Let $F$, $G$, and $H$ be multigraphs. An $(F,G)$-decomposition of $H$ is an edge decomposition of $H$ into copies of $F$ and $G$ using at least one of each. For subgraphs $L$ and $R$ of $H$, an $(F,G)$-packing of $H$ with leave $L$ is an $(F,G)$-decomposition of $H-E(L)$, and an $(F,G)$-covering of $H$ with padding $R$ is an $(F,G)$-decomposition of $H+E(R)$. A maximum $(F,G)$-packing of $H$ is an $(F,G)$-packing of $H$ with a minimum leave. A minimum $(F,G)$-covering of $H$ is an $(F,G)$-covering of $H$ with a minimum padding. Let $k$ be a positive integer. A $k$-path, denoted by $P_k$, is a path on $k$ vertices. A $k$-star, denoted by $S_k$, is a star with $k$ edges.
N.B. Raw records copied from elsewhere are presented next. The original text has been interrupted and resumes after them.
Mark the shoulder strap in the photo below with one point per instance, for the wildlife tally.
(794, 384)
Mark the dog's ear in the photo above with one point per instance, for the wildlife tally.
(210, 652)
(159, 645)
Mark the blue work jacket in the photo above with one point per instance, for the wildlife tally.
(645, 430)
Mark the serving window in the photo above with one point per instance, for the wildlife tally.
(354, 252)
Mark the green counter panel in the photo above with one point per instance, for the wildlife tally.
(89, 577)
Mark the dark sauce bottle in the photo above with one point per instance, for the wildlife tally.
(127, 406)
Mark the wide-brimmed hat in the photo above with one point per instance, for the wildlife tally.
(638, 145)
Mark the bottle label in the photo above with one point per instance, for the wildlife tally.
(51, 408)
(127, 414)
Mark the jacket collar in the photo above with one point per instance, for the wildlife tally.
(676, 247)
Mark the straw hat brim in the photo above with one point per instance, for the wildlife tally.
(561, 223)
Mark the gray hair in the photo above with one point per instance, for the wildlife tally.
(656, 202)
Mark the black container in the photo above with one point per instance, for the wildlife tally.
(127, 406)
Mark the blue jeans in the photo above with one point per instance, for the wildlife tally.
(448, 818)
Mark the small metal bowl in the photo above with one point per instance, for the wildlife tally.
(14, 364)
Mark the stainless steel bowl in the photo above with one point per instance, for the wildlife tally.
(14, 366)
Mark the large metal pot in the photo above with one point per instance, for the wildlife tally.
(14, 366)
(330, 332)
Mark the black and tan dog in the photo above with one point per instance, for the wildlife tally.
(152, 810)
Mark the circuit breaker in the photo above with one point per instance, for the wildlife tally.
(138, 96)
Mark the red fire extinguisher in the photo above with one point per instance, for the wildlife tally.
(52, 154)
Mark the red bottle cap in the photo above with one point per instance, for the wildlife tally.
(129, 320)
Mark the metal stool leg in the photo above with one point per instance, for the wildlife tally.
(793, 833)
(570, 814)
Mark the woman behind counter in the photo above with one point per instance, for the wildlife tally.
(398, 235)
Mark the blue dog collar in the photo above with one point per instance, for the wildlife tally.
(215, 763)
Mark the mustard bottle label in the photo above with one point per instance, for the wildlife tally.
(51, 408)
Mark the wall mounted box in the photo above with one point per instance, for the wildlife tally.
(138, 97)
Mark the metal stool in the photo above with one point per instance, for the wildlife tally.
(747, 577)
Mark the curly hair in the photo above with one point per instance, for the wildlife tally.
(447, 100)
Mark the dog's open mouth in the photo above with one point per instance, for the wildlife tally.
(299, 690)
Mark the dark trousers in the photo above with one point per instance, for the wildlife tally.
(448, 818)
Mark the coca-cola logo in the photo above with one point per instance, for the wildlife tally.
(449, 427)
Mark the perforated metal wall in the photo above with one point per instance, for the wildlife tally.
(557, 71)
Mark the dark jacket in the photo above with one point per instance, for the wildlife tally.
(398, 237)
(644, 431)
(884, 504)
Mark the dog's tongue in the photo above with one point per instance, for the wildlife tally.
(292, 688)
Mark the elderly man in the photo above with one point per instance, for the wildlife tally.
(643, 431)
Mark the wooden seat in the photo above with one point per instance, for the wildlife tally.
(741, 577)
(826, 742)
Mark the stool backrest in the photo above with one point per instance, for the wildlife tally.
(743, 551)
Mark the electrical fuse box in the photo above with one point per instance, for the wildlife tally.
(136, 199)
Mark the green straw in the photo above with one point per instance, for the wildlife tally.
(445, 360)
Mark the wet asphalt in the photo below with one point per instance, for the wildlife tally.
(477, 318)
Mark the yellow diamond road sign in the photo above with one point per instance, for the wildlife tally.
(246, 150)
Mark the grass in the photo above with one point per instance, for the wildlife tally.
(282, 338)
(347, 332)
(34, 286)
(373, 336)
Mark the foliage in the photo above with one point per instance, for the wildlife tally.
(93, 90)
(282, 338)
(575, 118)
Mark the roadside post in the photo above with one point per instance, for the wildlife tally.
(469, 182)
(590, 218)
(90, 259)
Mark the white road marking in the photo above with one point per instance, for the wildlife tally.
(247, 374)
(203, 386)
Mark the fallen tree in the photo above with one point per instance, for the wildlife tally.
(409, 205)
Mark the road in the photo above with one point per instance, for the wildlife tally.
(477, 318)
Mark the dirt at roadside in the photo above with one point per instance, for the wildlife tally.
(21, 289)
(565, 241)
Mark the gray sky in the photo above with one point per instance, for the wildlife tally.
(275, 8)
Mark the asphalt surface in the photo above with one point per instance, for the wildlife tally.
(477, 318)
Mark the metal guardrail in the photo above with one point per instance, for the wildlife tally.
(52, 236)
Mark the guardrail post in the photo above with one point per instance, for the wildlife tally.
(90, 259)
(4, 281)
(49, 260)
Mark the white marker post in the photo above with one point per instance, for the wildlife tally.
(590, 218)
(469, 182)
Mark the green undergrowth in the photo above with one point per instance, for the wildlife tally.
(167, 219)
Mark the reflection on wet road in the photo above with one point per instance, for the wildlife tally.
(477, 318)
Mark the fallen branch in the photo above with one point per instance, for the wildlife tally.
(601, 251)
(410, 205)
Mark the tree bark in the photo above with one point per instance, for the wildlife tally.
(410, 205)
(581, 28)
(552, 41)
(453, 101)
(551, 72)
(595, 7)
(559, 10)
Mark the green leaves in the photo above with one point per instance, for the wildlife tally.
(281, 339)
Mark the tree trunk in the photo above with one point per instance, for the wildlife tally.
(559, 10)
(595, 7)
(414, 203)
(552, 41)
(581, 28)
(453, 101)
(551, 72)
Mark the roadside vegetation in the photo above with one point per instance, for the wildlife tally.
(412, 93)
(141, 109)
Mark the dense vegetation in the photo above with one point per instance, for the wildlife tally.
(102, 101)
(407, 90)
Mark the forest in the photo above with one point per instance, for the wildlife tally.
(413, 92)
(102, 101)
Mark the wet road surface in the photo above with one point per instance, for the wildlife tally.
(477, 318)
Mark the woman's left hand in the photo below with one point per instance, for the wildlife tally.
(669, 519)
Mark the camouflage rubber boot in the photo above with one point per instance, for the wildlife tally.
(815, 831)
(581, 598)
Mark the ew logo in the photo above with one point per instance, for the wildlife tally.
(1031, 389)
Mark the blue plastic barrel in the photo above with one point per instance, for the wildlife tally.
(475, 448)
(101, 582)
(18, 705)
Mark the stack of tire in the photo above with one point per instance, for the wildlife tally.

In this paper, we obtain a maximum $(P_{k+1},S_{k})$-packing of $\lambda K_n$, which has a leave of size $\lt k$, and a minimum $(P_{k+1},S_{k})$-covering of $\lambda K_n$, which has a padding of size $\lt k$. A similar result for $\lambda K_{n,n}$ is also obtained. As corollaries, necessary and sufficient conditions for the existence of $(P_{k+1},S_k)$-decompositions of both $\lambda K_n$ and $\lambda K_{n,n}$ are given.